2) Rosacyanins are complex compounds based on an anthocyanin. 'Sterling Silver', 'Mme Violet' and 'Blue Moon' are examples. 'Morning Mist', another rose from Fisher, apparently shared these rosacyanins, which presumably come from 'Grey Pearl'.
3) Osawa: Copigmentation of Anthocyanins (1982)
Harborne (1961) attributed the color of blue roses to copigmentation of cyanin with gallotannin or leucocyanidin. K. Toki, N. Saito, M. Yokoi, and Y. Osawa (unpublished results) found that there is no difference in the basic flavonoid pattern between red and blue roses, but the concentration ratio of flavonols to cyanin varies considerably between the two types of roses: it is 30 to 50 in blue roses and only 1 to 3 in red roses. Suspecting copigmentation, they prepared mixed solutions containing 5 x 10-4 M cyanin and varying concentrations of quercitrin, a major flavonol of blue roses.
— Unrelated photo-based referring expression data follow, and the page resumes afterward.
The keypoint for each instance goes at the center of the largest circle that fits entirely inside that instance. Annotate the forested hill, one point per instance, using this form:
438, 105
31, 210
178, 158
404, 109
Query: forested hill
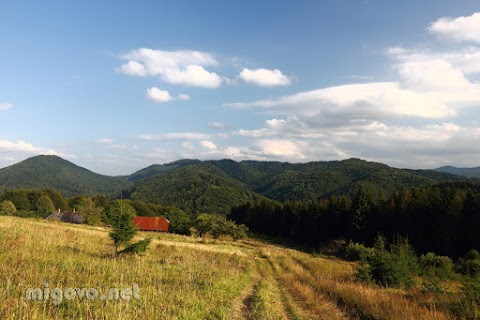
286, 181
218, 185
195, 188
59, 174
466, 172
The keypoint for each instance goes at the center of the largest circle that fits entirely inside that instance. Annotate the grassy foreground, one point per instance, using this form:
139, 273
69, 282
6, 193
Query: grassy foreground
181, 278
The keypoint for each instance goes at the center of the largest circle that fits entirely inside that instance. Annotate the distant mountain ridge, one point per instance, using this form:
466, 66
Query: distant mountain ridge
284, 181
216, 185
53, 172
466, 172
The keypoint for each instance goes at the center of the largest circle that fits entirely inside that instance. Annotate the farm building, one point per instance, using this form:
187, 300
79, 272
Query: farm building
151, 223
66, 216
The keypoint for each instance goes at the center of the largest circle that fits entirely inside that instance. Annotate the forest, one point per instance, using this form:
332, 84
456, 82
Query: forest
443, 219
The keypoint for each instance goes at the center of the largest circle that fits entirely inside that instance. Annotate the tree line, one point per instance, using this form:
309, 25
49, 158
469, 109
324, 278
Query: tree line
443, 219
100, 211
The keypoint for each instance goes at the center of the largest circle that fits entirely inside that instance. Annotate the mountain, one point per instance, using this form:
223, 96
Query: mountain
216, 185
195, 188
160, 168
286, 181
56, 173
466, 172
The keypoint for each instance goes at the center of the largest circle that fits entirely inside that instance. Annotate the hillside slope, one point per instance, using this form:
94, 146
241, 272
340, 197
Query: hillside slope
59, 174
303, 181
466, 172
194, 188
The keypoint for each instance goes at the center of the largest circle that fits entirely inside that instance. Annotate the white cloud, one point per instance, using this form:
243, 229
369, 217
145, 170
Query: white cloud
458, 29
156, 95
283, 148
132, 68
188, 145
376, 100
208, 145
183, 67
104, 140
409, 121
5, 106
264, 77
193, 75
174, 136
183, 97
216, 125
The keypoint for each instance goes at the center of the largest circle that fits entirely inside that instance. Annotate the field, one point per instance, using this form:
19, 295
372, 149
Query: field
182, 278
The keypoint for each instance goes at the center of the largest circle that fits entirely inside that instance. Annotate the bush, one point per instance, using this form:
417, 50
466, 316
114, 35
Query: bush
434, 266
137, 247
356, 252
333, 247
470, 264
217, 225
396, 268
7, 208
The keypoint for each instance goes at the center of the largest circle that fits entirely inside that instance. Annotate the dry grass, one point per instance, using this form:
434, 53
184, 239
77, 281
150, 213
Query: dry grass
185, 278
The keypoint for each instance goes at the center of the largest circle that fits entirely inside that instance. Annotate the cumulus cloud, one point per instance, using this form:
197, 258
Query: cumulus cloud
208, 145
458, 29
5, 106
104, 140
283, 148
376, 100
414, 120
216, 125
157, 95
175, 136
133, 68
264, 77
183, 97
182, 67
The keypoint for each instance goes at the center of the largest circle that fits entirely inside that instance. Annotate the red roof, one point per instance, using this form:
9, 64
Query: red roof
151, 223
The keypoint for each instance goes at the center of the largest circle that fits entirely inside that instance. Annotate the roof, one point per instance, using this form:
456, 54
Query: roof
151, 223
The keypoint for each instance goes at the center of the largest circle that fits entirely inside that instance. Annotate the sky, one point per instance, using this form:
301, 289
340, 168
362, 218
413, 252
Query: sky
115, 86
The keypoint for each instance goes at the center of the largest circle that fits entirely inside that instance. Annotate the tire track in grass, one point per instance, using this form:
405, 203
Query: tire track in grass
306, 301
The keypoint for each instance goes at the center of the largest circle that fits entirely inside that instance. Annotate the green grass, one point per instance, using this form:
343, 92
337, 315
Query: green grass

Reply #11 of 12 posted 13 MAR 18 by Andrew from Dolton
CybeRose, I have been mulling over your reply, it's interesting thank you. I don't know how relevant this is but very few types of flower have a full range of colours covering the entire spectrum. One genus that comes to mind is Primula, in particular vulgaris, the common primrose and polyanthus the florist's primrose. In the wild vulgaris is pale yellow with occasional rare white of pale pink variants. Polyanthus are a mix of Primula vulgaris, veris and elatior the primrose, cowslip and oxlip. I have only once seen a red variant of P. veris in the wild. But these have been bred to have every single colour from the spectrum including pale blue, dark blue, rich purple, brown and green, any shade imaginable, yet the wild plants show very little variation.
Reply #12 of 12 posted 16 MAR 18 by CybeRose
Delphiniums have come pretty close to a full spectrum, but the genus does have a few yellows and reds to get the party started. Irises haven't yet managed a true red, but there are enough brown-reds and lilac reds to compensate. Greens have been raised, but have not become fashionable.